Będący już na finiszu sezon publikacji wyników to dla inwestorów dobra okazja do zweryfikowania, czy spółki publikujące prognozy są bliżej czy dalej realizacji swoich planów finansowych. Sprawdziliśmy, które spółki mają szanse za zrealizowanie swoich zapowiedzi, a w których może być z tym problem.
Pozytywne zaskoczenia
Nie brakuje spółek, które po I półroczu mogą mieć powody do zadowolenia ze swoich tegorocznych dokonań, czego najlepszym przykładem jest PKP Cargo. Wynik EBITDA tego przewoźnika kolejowego wzrósł o 27 proc., do 423 mln zł, a wynik netto po skoku o 363 proc. sięgnął 90 mln zł. Motorem napędowym wyników jest przewóz węgla i kruszyw. Skokowa poprawa skłoniła zarząd PKP Cargo do korekty całorocznej prognozy wyników. Nowe szacunki zakładają, że w 2018 r. wynik EBITDA całej grupy sięgnie 904 mln zł wobec wcześniej planowanych 778,7 mln zł (podwyżka o 16,2 proc.). Jednostkowy zysk operacyjny spółki PKP Cargo ma sięgnąć 337,3 mln zł (podwyżka o 65 proc.), a jednostkowy zysk netto 269,9 mln zł (wzrost prognozy o 67,8 proc.).
W przypadku Mangaty tegoroczny plan, jeśli chodzi o „wykonanie" zysku netto po udanym I półroczu, sięgnął 61 proc. – Podtrzymujemy prognozę mówiącą o wypracowaniu 51,4 mln zł zysku netto w całym 2018 r. Jeśli chodzi o popyt i sprzedaż, nie wyobrażam sobie, by miało się stać coś negatywnego do końca roku – ocenił Leszek Jurasz, prezes Mangaty przy okazji publikacji wyników za I półrocze. Głównym wyzwaniem są jednak rosnące koszty. – Jeśli chodzi o 2019 r., będziemy pod presją kosztów pracy, jesteśmy też przed negocjacjami zakupu energii na 2019 r. Chcielibyśmy jako grupa dalej poprawiać wyniki, choć może być ciężko powtórzyć tempo wzrostu – dodał. Przedstawiona w kwietniu prognoza zakłada wypracowanie przez spółkę w 2018 roku 51,4 mln zł zysku netto, 98,3 mln zł EBITDA i 694,4 mln zł przychodów.
Spore szanse na zrealizowanie planu ma Apator. Producent urządzeń pomiarowych celuje w osiągnięcie 65–70 mln zł zysku netto i po dwóch kwartałach jest na dobrej drodze do osiągnięcia założonych celów.
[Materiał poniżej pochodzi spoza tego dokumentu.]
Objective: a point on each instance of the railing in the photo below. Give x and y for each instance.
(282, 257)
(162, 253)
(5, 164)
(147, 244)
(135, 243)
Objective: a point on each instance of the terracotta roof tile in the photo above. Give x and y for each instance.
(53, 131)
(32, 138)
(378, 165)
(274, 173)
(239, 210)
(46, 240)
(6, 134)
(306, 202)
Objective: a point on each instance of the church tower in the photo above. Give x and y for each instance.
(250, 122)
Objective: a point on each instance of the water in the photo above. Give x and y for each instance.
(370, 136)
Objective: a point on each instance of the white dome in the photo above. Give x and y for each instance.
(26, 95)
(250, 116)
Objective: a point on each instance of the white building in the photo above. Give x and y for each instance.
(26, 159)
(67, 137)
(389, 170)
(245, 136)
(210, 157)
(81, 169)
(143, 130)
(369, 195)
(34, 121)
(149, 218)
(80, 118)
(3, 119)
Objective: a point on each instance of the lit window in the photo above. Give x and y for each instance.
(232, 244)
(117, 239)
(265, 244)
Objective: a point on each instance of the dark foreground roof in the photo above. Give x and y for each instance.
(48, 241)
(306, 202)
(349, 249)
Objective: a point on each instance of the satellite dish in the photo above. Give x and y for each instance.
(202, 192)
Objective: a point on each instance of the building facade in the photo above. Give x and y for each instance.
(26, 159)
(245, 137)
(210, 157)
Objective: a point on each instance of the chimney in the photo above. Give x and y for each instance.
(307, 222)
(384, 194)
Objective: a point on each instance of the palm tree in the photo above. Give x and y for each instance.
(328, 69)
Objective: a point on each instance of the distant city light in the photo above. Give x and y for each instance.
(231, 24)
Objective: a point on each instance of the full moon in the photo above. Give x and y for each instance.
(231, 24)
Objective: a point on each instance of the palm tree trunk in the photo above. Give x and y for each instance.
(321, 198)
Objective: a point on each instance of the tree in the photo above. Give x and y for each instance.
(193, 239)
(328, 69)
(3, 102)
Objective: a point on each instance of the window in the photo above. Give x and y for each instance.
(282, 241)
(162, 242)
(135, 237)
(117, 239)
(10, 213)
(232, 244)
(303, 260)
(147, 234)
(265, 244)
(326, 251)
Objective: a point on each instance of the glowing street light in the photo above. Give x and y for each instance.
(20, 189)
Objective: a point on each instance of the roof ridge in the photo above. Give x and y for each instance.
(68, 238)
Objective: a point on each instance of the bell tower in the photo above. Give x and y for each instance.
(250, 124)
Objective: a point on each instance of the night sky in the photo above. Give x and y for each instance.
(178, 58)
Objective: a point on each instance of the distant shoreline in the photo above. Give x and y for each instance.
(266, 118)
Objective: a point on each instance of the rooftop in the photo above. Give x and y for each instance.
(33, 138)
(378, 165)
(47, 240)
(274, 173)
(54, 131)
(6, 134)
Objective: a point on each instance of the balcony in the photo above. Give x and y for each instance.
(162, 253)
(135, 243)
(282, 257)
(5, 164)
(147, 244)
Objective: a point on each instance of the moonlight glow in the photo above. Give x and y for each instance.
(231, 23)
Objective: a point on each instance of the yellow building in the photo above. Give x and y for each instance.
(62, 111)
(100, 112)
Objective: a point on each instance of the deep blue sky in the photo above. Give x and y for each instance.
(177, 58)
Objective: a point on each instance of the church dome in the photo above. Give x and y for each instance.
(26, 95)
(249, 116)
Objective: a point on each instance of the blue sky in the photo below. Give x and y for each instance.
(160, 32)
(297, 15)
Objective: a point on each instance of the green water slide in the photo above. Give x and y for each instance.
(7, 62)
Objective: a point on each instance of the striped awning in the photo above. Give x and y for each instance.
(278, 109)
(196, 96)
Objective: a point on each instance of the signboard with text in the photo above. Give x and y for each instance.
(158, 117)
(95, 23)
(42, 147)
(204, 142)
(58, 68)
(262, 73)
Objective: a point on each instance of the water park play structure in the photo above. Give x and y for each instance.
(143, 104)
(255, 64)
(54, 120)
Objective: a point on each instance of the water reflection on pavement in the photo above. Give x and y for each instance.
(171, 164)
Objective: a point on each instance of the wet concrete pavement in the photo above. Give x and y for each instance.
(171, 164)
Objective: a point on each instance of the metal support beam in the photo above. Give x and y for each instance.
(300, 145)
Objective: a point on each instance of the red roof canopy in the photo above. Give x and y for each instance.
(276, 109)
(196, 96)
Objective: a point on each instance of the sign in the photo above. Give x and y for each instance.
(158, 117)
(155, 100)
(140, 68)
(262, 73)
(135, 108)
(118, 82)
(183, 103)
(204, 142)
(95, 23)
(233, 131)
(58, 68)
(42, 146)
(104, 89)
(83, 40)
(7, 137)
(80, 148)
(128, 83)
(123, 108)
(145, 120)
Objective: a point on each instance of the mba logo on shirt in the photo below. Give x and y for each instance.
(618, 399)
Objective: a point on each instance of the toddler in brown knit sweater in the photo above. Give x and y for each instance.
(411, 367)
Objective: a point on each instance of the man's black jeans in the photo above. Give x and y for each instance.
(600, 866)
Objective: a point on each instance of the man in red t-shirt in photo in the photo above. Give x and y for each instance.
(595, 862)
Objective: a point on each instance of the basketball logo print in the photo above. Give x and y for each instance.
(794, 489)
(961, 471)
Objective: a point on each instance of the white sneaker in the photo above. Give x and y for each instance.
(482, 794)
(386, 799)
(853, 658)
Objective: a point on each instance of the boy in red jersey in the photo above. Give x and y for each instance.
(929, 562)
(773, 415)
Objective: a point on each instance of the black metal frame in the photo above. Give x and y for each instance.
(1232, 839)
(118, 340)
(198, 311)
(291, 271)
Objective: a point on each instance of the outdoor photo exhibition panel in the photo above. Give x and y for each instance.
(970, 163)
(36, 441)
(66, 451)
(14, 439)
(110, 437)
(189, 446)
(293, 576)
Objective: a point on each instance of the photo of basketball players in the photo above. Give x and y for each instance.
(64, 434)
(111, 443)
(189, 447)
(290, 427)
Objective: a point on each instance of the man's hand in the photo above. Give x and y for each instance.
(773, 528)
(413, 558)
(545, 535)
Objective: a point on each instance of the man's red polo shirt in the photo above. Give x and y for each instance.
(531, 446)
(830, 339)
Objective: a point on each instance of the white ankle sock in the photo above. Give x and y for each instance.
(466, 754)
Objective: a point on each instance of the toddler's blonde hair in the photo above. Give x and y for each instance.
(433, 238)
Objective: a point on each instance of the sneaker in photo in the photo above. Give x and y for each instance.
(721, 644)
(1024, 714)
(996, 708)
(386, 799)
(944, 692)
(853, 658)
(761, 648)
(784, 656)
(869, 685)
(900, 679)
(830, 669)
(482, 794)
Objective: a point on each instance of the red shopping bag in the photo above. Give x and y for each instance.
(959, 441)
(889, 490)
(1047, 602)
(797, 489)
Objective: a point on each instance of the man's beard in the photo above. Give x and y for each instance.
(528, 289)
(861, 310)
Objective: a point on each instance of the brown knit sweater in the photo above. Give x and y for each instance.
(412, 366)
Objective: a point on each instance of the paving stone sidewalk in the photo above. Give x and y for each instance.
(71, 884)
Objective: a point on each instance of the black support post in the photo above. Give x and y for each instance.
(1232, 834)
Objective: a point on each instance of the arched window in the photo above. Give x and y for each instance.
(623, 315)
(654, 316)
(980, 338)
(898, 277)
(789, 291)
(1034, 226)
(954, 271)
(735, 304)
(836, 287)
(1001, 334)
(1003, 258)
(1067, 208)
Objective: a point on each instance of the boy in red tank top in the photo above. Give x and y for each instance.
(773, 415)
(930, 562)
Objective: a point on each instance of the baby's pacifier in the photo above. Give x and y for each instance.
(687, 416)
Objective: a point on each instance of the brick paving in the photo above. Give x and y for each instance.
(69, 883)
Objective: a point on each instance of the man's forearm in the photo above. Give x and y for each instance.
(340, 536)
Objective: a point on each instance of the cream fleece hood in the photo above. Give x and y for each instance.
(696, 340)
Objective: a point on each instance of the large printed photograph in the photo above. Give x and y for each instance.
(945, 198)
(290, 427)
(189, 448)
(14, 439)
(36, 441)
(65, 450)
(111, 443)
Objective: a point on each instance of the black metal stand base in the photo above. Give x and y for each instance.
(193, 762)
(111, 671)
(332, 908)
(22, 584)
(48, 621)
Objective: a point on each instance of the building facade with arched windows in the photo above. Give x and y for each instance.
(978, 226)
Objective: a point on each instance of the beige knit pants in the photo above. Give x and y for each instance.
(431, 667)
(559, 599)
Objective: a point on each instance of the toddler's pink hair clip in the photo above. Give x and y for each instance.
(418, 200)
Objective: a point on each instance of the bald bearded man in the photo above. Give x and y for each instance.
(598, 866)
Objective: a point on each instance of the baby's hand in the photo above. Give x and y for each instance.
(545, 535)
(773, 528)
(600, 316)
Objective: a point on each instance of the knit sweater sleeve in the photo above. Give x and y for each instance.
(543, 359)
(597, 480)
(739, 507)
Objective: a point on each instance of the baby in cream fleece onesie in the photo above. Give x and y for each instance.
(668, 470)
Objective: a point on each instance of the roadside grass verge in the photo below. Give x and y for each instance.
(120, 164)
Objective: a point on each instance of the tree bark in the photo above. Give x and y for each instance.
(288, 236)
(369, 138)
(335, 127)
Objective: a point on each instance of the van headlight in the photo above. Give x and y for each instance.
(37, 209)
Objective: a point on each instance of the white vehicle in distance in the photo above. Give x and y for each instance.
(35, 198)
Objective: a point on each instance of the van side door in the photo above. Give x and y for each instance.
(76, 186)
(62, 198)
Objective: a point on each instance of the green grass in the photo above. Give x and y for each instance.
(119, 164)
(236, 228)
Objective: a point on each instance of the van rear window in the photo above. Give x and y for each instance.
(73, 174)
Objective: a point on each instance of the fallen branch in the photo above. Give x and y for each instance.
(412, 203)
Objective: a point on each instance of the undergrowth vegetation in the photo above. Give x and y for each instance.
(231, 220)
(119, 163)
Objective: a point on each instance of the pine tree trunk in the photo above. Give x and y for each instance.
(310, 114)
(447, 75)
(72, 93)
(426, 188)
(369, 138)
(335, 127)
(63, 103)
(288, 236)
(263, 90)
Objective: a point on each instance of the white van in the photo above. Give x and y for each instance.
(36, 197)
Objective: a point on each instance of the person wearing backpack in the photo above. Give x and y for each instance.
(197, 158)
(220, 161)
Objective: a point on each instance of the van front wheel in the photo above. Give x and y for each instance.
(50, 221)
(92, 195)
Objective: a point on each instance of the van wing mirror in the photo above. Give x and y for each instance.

W I półroczu Apator wypracował 396 mln zł przychodów ze sprzedaży, czyli o 14 proc. mniej niż w analogicznym okresie poprzedniego roku. Jednak dzięki wyraźnej poprawie rentowności, będącej w głównej mierze efektem poprawy sprzedaży wysokomarżowych produktów i oszczędności po stronie kosztów, czysty zarobek zwiększył się rok do roku o prawie 25 proc., osiągając 36,7 mln zł. Mając na uwadze rezultaty z I półrocza zarząd podtrzymał tegoroczne prognozy finansowe zakładające osiągnięcie przez grupę zysku netto w przedziale 65–70 mln zł oraz przychodów na poziomie 850–880 mln zł.
– Po I półroczu nie widzimy powodów, aby w jakikolwiek sposób korygować prognozy zarówno po stronie przychodów, jak i wyniku netto. Przychody są zrealizowane w 45 proc., a zysk netto jest powyżej 50 proc. Portfel zleceń, który wygląda korzystnie, gwarantuje nam osiągnięcie tych zakładanych wcześniej wyników – poinformował niedawno Mirosław Klepacki, prezes Apatora.